Non è qualcosa di velleitario o una pretesa fuori luogo ma, piuttosto, è la risposta fedele ad una chiamata ricevuta, è richiesta che lo stesso Gesù ha tradotto in un esplicito comando per i discepoli: “Voi siete la luce del mondo; non può restare nascosta una città che sta sopra un monte…” (Mt 5,14).
La rinnovazione della Chiesa non nasce da immagini mediatiche, ma dalla rigenerazione delle nostre vita, dalla conversione dell’uomo vecchio che appartiene a ciascuno di noi.

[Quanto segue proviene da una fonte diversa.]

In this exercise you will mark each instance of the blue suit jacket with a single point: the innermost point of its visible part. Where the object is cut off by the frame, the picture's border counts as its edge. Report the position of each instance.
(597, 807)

L’Epifania “compie” il Natale e ci chiama alla testimonianza e all’evangelizzazione, ovunque e comunque, iniziando da quella periferia che è il nostro cuore (e che molte volte non consideriamo). La luce si impone per attrazione e la luce fa breccia nelle tenebre, semplicemente perché è luce.
Il Vangelo chiede d’essere annunciato da una comunità di persone che, per prima, è stata ridestata dal sonno, rivestita di luce e che intende essere testimone della luce presso ogni uomo, chiunque sia.
La solennità dell’Epifania ci ricorda, così, che Gesù non è un tesoro per pochi privilegiati ma, come cantano gli angeli nella notte santa di Betlemme, è il tesoro da condividere con tutti gli uomini di buona volontà.